Osama bin Forgotten
Published 8:03 pm Monday, September 19, 2005
By Staff
A recent report in The New York Times suggests we are less than determined to bring Osama bin Laden to justice. How could this be?
When the United States knew he was in Tora Bora, we dispatched just 36 U.S. Special Forces troops to a region where the terrorist who attacked us four years ago on Sept. 11, 2001, had the support of an estimated 1,500 to 2,000 well-armed, well-trained men. Compare that to the almost 150,000 soldiers we unleashed on Iraqi despot Saddam Hussein.
We got Saddam, but Osama bin Forgotten.
The article in the Sunday Times magazine goes on to report that an American commander with 4,000 Marines in striking distance, Brig. Gen. James N. Mattis, asked permission to join the fight and was denied. He wasn't even directed to cordon off the area. Why?
What is this administration's priorities? What happened to wanting to capture Osama? Who do we hold accountable for these decisions?
There are a lot of crackpot theories out there, such as the administration planning 9/11.
That's nonsense, but it's still disturbing the way we seem to have moved on from the symbolic main culprit of those devastating terrorist attacks on the Pentagon in Washington and on the World Trade Center in New York City.

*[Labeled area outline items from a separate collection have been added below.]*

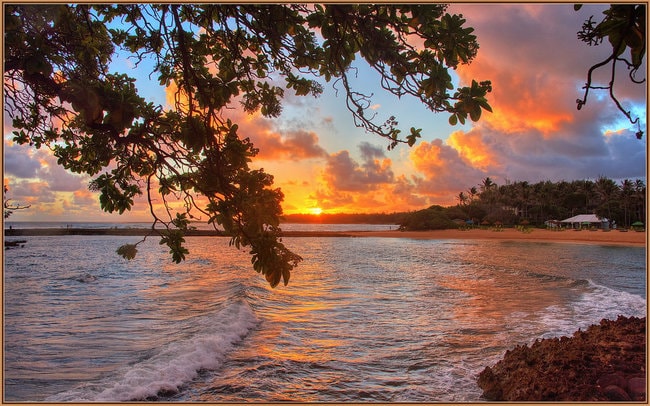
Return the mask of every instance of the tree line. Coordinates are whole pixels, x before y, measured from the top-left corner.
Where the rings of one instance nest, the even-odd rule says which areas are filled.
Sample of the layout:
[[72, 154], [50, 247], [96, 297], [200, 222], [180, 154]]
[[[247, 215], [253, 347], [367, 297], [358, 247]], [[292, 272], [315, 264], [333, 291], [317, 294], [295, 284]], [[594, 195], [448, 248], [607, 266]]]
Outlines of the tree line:
[[487, 177], [459, 192], [456, 205], [412, 212], [400, 225], [408, 230], [444, 229], [455, 228], [463, 220], [465, 224], [541, 227], [548, 220], [596, 214], [629, 228], [636, 221], [646, 223], [645, 196], [646, 185], [641, 179], [617, 183], [600, 176], [596, 180], [506, 181], [498, 185]]

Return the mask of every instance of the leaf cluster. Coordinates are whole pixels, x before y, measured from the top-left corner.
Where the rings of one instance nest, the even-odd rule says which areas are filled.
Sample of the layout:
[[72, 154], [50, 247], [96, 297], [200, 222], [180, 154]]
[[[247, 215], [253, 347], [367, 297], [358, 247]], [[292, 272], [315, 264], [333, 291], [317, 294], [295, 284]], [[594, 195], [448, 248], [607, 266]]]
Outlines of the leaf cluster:
[[[581, 5], [574, 7], [576, 10]], [[612, 4], [608, 9], [603, 11], [603, 18], [595, 21], [590, 16], [578, 31], [578, 39], [586, 42], [590, 46], [600, 45], [607, 39], [611, 46], [611, 53], [604, 60], [592, 65], [587, 73], [587, 83], [582, 99], [577, 99], [576, 104], [580, 110], [587, 104], [589, 90], [602, 89], [608, 90], [610, 98], [616, 104], [616, 107], [630, 120], [632, 124], [637, 124], [637, 138], [643, 137], [639, 117], [632, 118], [631, 112], [625, 110], [614, 93], [614, 84], [616, 81], [617, 65], [623, 64], [628, 70], [628, 75], [633, 83], [644, 83], [645, 77], [637, 79], [636, 75], [642, 67], [646, 55], [646, 5], [645, 4]], [[624, 54], [629, 50], [629, 57]], [[610, 65], [610, 81], [607, 85], [597, 85], [593, 83], [593, 74], [596, 70]]]

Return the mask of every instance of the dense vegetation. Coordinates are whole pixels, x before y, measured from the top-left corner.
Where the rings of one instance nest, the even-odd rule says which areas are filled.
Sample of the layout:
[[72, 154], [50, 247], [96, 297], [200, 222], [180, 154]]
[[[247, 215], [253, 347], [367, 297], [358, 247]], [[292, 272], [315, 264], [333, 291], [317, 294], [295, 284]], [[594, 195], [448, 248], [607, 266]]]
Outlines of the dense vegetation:
[[410, 213], [400, 225], [408, 230], [432, 230], [457, 227], [453, 220], [471, 220], [473, 224], [541, 227], [547, 220], [593, 213], [629, 228], [636, 221], [646, 222], [645, 194], [646, 186], [640, 179], [616, 183], [599, 177], [595, 181], [517, 181], [497, 185], [485, 178], [478, 187], [460, 192], [457, 205], [431, 206]]

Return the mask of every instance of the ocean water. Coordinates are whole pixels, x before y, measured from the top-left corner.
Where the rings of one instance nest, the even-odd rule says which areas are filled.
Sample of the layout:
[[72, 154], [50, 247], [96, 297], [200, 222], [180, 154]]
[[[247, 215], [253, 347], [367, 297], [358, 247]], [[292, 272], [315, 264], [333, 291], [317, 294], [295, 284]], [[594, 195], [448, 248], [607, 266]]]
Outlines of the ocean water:
[[26, 237], [5, 251], [4, 400], [480, 401], [504, 352], [645, 316], [645, 248], [285, 238], [271, 289], [246, 252], [187, 238]]

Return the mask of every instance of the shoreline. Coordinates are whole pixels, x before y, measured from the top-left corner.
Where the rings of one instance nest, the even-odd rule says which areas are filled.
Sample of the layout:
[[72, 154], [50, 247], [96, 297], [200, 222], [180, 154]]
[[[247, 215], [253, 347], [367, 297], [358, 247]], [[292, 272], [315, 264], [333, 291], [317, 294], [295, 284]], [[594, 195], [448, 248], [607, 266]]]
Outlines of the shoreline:
[[[637, 231], [621, 232], [612, 231], [551, 231], [531, 229], [523, 232], [514, 228], [501, 230], [430, 230], [430, 231], [285, 231], [282, 237], [379, 237], [379, 238], [410, 238], [418, 240], [499, 240], [499, 241], [526, 241], [526, 242], [557, 242], [574, 244], [596, 245], [623, 245], [645, 247], [647, 233]], [[145, 236], [151, 233], [146, 228], [25, 228], [5, 229], [5, 237], [22, 236], [58, 236], [58, 235], [119, 235], [119, 236]], [[228, 237], [217, 230], [190, 230], [186, 236]]]

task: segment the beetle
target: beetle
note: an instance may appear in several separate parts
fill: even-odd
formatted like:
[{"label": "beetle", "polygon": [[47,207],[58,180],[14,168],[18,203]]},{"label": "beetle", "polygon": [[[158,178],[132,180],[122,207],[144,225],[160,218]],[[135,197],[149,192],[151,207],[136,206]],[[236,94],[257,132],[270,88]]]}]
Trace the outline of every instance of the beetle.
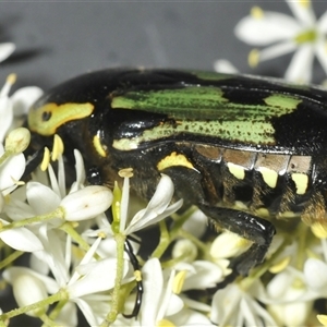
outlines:
[{"label": "beetle", "polygon": [[59,134],[68,158],[80,149],[92,183],[112,185],[129,167],[131,189],[150,198],[168,174],[174,199],[253,242],[231,261],[233,276],[264,261],[274,219],[326,219],[326,126],[327,93],[318,87],[164,69],[84,74],[28,114],[34,142]]}]

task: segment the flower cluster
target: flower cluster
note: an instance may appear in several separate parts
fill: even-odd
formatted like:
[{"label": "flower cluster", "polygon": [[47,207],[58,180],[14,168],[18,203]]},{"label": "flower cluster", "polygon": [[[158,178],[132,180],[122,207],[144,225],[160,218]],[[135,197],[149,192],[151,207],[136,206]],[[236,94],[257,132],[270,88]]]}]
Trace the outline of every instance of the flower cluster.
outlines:
[{"label": "flower cluster", "polygon": [[[294,52],[283,77],[295,83],[310,83],[315,58],[327,73],[327,11],[317,20],[310,0],[286,2],[294,17],[254,7],[250,15],[238,23],[234,33],[250,46],[262,47],[251,50],[250,66]],[[234,68],[225,60],[218,60],[215,69],[234,72]]]},{"label": "flower cluster", "polygon": [[[314,55],[327,71],[327,15],[316,22],[308,1],[287,2],[298,21],[255,8],[235,33],[253,45],[275,43],[252,51],[252,64],[299,48],[287,77],[310,81]],[[1,44],[0,61],[13,50]],[[60,155],[55,165],[25,175],[31,134],[21,125],[43,92],[24,87],[11,95],[14,82],[15,75],[8,76],[0,90],[0,267],[16,307],[0,307],[1,326],[21,314],[47,326],[77,326],[78,312],[89,326],[102,327],[327,326],[326,310],[318,306],[327,293],[325,230],[314,233],[294,218],[290,233],[289,225],[277,221],[265,262],[226,284],[231,261],[251,242],[228,231],[208,235],[207,217],[197,208],[181,214],[183,201],[173,199],[168,175],[144,205],[130,196],[129,167],[113,190],[87,184],[78,150],[73,181]],[[153,238],[152,229],[144,230],[153,226],[159,240],[143,254],[140,244]],[[16,264],[26,253],[25,265]],[[137,317],[129,317],[134,312]]]}]

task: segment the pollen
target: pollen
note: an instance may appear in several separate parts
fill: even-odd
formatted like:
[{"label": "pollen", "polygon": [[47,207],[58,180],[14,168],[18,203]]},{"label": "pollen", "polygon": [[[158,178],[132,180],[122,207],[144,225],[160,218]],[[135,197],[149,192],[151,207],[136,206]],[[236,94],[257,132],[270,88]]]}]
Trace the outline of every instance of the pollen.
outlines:
[{"label": "pollen", "polygon": [[252,49],[247,57],[247,63],[251,68],[257,66],[259,62],[261,52],[257,49]]},{"label": "pollen", "polygon": [[262,20],[265,15],[264,11],[257,5],[251,9],[250,14],[256,20]]}]

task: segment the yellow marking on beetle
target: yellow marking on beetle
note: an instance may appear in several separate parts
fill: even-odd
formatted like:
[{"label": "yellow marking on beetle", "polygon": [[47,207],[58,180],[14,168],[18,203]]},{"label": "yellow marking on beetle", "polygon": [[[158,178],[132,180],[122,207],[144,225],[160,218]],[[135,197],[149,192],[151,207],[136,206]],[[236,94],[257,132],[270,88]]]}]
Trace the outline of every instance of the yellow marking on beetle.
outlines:
[{"label": "yellow marking on beetle", "polygon": [[268,169],[266,167],[259,167],[258,171],[262,173],[265,183],[275,189],[277,185],[278,173],[275,170]]},{"label": "yellow marking on beetle", "polygon": [[238,180],[244,180],[245,178],[245,170],[242,166],[227,162],[227,167],[229,169],[229,172],[234,175]]},{"label": "yellow marking on beetle", "polygon": [[58,134],[55,134],[51,160],[56,161],[60,156],[62,156],[63,149],[62,138]]},{"label": "yellow marking on beetle", "polygon": [[173,152],[170,155],[166,156],[157,164],[157,168],[159,171],[172,166],[183,166],[186,168],[194,169],[192,162],[190,162],[184,155],[178,154],[177,152]]},{"label": "yellow marking on beetle", "polygon": [[270,216],[269,210],[267,208],[258,208],[255,210],[255,215],[262,217],[262,218],[267,218]]},{"label": "yellow marking on beetle", "polygon": [[53,135],[62,124],[89,117],[94,105],[86,104],[47,104],[39,108],[32,108],[28,113],[28,126],[33,132],[44,136]]},{"label": "yellow marking on beetle", "polygon": [[94,148],[96,149],[96,152],[104,158],[107,157],[107,147],[105,147],[102,144],[101,144],[101,141],[100,141],[100,137],[98,135],[95,135],[93,137],[93,145],[94,145]]},{"label": "yellow marking on beetle", "polygon": [[45,153],[44,153],[43,162],[40,165],[40,170],[46,171],[49,164],[50,164],[50,150],[47,147],[45,147]]},{"label": "yellow marking on beetle", "polygon": [[292,173],[292,180],[295,183],[296,194],[305,194],[305,191],[308,185],[308,177],[305,173]]},{"label": "yellow marking on beetle", "polygon": [[282,211],[277,214],[277,219],[279,218],[299,218],[300,214],[299,213],[293,213],[293,211]]}]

One cynical theory about the war on terror is that had we captured bin Laden, invading Iraq would have been harder to justify to the American people.
We hope that's not the case, that we were so determined to plunge into a war in the name of weapons of mass destruction that we let him get away intentionally. Wouldn't holding back in the pursuit of the world's most-wanted terrorist constitute treason for many Americans?